The keepsake is aimed at educating Canadians about the impacts of residential, day and boarding schools, with net proceeds going to the Na-mi-quai-ni-mak Community Support Fund. It is also intended to create conversations about the impacts of these schools, the conditions that created them, and how Canadians can turn reflection into reconciliation.

Both sides of the keepsake include imagery that reflects First Nations, Inuit and Métis teachings and art forms. The design comes from a collaboration between artists Leticia Spence, Jason Sikoak, and JD Hawk, as well as survivors.

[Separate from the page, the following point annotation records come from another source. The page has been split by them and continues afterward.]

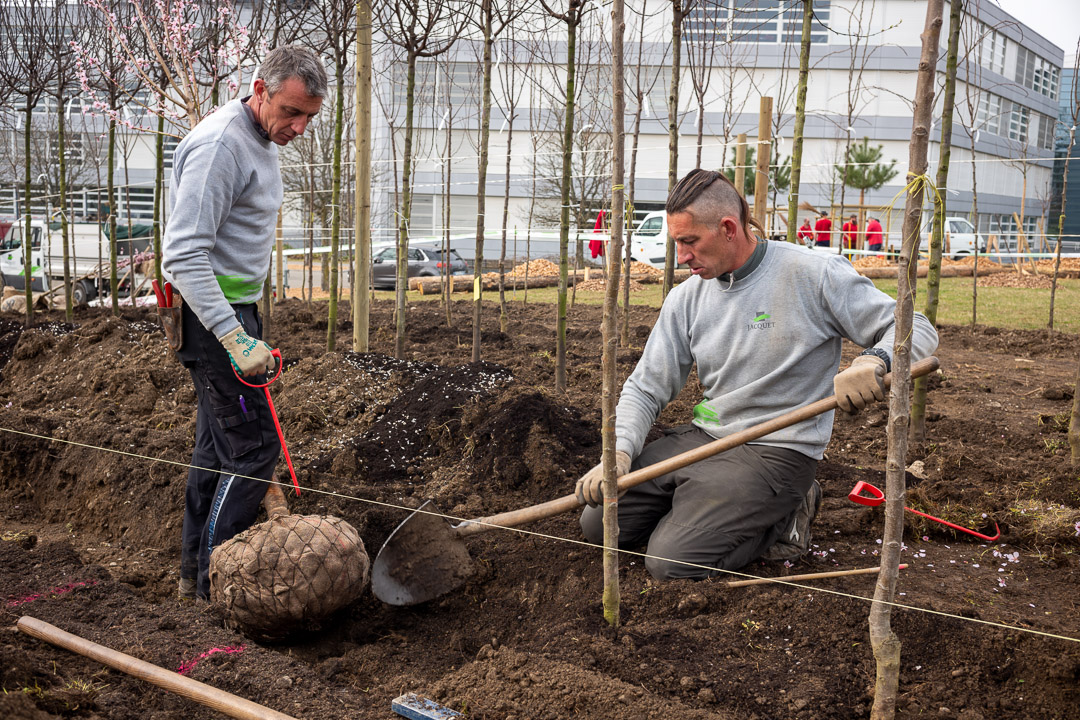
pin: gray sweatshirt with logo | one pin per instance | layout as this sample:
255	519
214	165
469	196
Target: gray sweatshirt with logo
769	344
226	192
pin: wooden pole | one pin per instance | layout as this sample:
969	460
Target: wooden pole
227	703
741	162
809	575
362	213
764	157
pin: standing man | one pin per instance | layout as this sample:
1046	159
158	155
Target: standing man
805	233
823	231
764	323
874	235
849	234
226	193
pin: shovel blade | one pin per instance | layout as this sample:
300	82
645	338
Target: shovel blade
423	558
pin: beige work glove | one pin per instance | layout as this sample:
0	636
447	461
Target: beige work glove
248	356
861	383
590	489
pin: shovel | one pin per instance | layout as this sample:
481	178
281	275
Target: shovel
426	557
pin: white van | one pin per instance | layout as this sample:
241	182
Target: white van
962	238
649	242
46	257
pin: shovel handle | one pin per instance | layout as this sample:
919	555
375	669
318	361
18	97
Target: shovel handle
566	503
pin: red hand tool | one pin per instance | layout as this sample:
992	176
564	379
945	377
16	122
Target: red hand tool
856	497
158	294
273	413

To symbolize First Nations culture, one side of the keepsake includes an image of the sun, traditional teepee lodgings, a tikanagan, which is a cradleboard, held by two people, a fireweed flower, and a triangular motif inspired by the designs of rawhide carrying bags.

To represent the Inuit perspective, this side of the keepsake includes images of traditional tattoo line work, the northern lights, a brother and sister, and an ulu, which is a traditional curved knife.

The Métis nation is also represented on this side of the keepsake with images of a Métis sash, a beadwork flower, a bison, and an infinity symbol.

The other side of the keepsake features the words ‘Every Child Matters,’ inscribed in English and French. It also features images of footprints and orange-coloured handprints forming the shape of the sun. Inside the hands is a flame motif from the logo of the National Centre for Truth and Reconciliation. The hands are encircled by a border that represents the waves of the sun’s light and heat.

By wearing these keepsakes, Canadians can show that they stand with survivors and remember the children who never made it home. It also symbolizes a person’s commitment to learning the truth and carrying out acts of reconciliation.